スーダン紛争4年目、子どもの栄養危機が深刻化
スーダンで続く武力紛争が4年目を迎え、人道的危機がいっそう深刻さを増している。国内の避難民は数百万人規模に達しており、一部地域では飢饉に直面する状況が広がっているとみられる。
2023年初頭に勃発した国軍と準軍事組織「即応支援部隊(RSF)」との衝突は、その後も各地に拡大した。多くの市民が故郷を追われ、難民キャンプや周辺国での避難生活を強いられている。戦闘の長期化により食糧供給網が寸断され、経済的困窮も重なったことで、家庭での食事確保が極度に困難な状態に陥っている。
国連や国際人道支援団体は、とりわけ子どもの栄養状態の悪化に強い懸念を示している。援助機関の報告によれば、栄養不良の子どもの数は増加の一途をたどっており、適切な医療・栄養支援が届かなければ、命に関わる事態がさらに拡大するおそれがあるという。

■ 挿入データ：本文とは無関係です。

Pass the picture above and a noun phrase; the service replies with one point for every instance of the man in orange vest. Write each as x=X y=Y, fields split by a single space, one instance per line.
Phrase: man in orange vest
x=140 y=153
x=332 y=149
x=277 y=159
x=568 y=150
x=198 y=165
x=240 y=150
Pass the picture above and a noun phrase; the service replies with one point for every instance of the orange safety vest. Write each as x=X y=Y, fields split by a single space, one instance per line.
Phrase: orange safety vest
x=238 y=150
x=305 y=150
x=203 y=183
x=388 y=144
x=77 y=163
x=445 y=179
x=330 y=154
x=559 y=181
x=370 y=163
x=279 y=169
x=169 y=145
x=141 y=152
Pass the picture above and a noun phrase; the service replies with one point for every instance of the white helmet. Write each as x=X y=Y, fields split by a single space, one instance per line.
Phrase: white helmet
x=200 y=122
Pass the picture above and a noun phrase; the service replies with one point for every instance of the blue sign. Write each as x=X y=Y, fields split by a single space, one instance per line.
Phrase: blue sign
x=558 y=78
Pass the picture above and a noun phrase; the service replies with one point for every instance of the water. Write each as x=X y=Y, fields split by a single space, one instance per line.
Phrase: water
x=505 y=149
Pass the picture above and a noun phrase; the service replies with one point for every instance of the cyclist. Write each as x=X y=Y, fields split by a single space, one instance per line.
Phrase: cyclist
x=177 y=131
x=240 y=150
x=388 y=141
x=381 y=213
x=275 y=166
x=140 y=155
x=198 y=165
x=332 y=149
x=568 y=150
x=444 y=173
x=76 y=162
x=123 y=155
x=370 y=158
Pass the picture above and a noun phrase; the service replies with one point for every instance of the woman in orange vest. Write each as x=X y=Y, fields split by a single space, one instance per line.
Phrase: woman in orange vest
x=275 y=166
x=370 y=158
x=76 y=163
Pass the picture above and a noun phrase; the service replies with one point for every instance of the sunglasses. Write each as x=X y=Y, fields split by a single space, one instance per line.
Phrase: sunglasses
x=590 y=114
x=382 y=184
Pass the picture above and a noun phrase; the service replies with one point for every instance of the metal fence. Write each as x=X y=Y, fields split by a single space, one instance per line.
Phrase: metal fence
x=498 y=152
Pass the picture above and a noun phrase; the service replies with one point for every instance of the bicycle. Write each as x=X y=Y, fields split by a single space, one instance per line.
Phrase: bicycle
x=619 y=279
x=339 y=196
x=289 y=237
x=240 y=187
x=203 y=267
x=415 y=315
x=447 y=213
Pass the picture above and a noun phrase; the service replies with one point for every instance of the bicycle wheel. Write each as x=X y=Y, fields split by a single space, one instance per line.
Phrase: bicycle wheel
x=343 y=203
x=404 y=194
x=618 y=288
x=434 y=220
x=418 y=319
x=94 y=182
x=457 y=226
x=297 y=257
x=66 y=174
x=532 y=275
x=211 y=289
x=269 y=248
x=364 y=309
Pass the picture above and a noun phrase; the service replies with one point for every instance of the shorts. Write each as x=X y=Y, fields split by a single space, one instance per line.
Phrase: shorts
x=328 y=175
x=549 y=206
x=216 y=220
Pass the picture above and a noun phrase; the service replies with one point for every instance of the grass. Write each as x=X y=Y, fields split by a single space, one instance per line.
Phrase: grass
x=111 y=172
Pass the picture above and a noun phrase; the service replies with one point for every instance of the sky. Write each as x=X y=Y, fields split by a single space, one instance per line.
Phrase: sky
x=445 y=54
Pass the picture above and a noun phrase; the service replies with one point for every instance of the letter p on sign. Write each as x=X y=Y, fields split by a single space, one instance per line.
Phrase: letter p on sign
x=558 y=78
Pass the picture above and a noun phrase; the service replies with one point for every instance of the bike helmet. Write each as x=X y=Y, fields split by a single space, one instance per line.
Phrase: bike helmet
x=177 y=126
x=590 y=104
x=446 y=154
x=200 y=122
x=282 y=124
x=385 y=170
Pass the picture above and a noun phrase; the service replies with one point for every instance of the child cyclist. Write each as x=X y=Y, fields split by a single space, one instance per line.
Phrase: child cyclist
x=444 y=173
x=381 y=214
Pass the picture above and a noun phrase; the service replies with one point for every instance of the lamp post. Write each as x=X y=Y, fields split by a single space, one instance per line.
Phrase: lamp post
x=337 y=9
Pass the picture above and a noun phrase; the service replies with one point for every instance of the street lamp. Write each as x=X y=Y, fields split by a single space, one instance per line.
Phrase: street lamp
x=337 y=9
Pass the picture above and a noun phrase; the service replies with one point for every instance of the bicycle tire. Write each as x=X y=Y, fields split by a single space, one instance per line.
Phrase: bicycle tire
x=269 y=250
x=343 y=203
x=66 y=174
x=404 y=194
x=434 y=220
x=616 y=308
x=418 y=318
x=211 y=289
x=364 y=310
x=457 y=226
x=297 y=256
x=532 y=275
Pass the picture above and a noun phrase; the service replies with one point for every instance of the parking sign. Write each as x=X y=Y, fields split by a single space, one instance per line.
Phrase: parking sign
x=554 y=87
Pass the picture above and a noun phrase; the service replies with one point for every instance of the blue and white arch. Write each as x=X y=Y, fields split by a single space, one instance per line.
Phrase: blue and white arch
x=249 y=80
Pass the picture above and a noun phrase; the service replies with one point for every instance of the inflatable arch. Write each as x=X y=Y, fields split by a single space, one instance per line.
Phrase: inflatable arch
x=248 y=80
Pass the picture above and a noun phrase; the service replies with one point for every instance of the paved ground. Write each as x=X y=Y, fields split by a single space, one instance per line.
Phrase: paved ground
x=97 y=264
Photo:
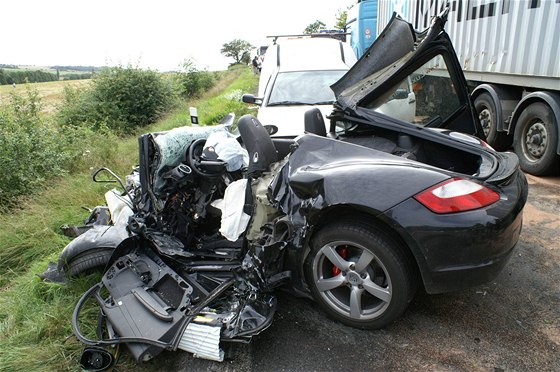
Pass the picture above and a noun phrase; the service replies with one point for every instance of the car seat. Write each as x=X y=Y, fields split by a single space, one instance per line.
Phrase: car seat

一方で、国際社会からの人道支援資金は減少傾向にあり、援助活動の規模縮小が懸念されている。十分な資金と物資が確保されなければ、飢饉の拡大に伴う人命喪失がさらに増加する可能性が指摘されている。
スーダンの人道危機は、国際社会の継続的な関心と支援が求められる重大な課題である。